Les suppurations locales ou les fissures sont également rares.

Les troubles de la continence anale sont fréquents en postopératoire immédiat mais leur fréquence à distance semble faible, favorisés par de volumineuses hémorroïdes internes, les troubles de la sensibilité anale secondaire à des plaies trop larges ou à une nécrose secondaire des ponts, la baisse de la pression de repos secondaire à une éventuelle léiomyotomie ou dilatation, la décompensation d’une rupture sphinctérienne méconnue, une déformation cicatricielle ou l’ectropion séquellaire de l’intervention de Whitehead.

La formation de marisques est banale, liée à des ponts distendus ou à la survenue de thromboses externes postopératoires, mais doit être expliquée au patient pouvant croire à la persistance de tissu hémorroïdaire.
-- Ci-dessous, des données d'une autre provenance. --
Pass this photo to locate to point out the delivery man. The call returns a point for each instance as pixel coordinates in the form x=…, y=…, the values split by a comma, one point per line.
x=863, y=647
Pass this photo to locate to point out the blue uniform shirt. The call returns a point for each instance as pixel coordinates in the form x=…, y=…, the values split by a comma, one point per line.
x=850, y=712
Place respective et indications des techniques chirurgicales :

La dilatation est en voie d’abandon, l’hémorroïdectomie étant plus efficace avec certes davantage de douleurs mais moins de troubles de la continence.

Les léiomyotomies latérales isolées sont contestées et ont été peu évaluées.
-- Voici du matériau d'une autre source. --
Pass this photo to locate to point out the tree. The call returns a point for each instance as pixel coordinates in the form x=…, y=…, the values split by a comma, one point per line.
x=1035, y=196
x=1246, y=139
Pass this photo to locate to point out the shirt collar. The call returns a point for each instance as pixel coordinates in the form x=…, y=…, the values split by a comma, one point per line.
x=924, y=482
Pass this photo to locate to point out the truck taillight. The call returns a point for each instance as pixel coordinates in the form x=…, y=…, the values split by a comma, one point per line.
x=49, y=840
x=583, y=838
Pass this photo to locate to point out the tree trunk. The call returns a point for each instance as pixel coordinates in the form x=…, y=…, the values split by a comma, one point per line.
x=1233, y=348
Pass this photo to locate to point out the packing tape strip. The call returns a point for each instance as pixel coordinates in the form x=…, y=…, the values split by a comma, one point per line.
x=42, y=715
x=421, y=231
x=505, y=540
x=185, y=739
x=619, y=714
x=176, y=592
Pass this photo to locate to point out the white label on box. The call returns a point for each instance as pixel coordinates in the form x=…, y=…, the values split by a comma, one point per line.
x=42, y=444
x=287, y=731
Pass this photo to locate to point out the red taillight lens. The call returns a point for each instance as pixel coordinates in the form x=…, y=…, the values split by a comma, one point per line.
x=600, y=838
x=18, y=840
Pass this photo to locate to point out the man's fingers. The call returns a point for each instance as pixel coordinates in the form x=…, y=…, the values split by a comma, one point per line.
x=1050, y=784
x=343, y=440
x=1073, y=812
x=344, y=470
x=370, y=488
L’intervention de Whitehead est abandonnée en raison de ses complications et l’intervention de Parks est restée confidentielle.

Le choix se porte donc, le plus souvent, sur les techniques de Milligan-Morgan ou de Fergusson, chaque opérateur utilisant la technique qu’il connaît le mieux.

Leurs résultats sont excellents et les récidives sont exceptionnelles si les conditions suivantes sont respectées : une bonne indication de la chirurgie, une bonne maîtrise de la technique chirurgicale, des soins postopératoires bien faits.

Contre-indications des hémorroïdectomies :

Elles sont rares et pour la plupart relatives.

Toutefois, il faut discuter l’indication en cas de :

– contre-indication anesthésique ;

– troubles sévères de l’hémostase et/ou de la coagulation ;

– hypotonie ou troubles de la continence anale, antécédents obstétricaux à risque pour le sphincter anal et/ou antécédents chirurgicaux proctologiques ;

– maladie de Crohn, en raison des risques de retard de cicatrisation locale ou de sténose ;

– immunosuppression, notamment dans le cadre de l’infection par le VIH.

Le traitement chirurgical des hémorroïdaires repose désormais sur des techniques d’exérèse bien codifiées dont les résultats sont très satisfaisants si elles sont réalisées dans de bonnes conditions.

Toutefois, des progrès restent à faire concernant les douleurs postopératoires et la durée d’immobilisation des patients.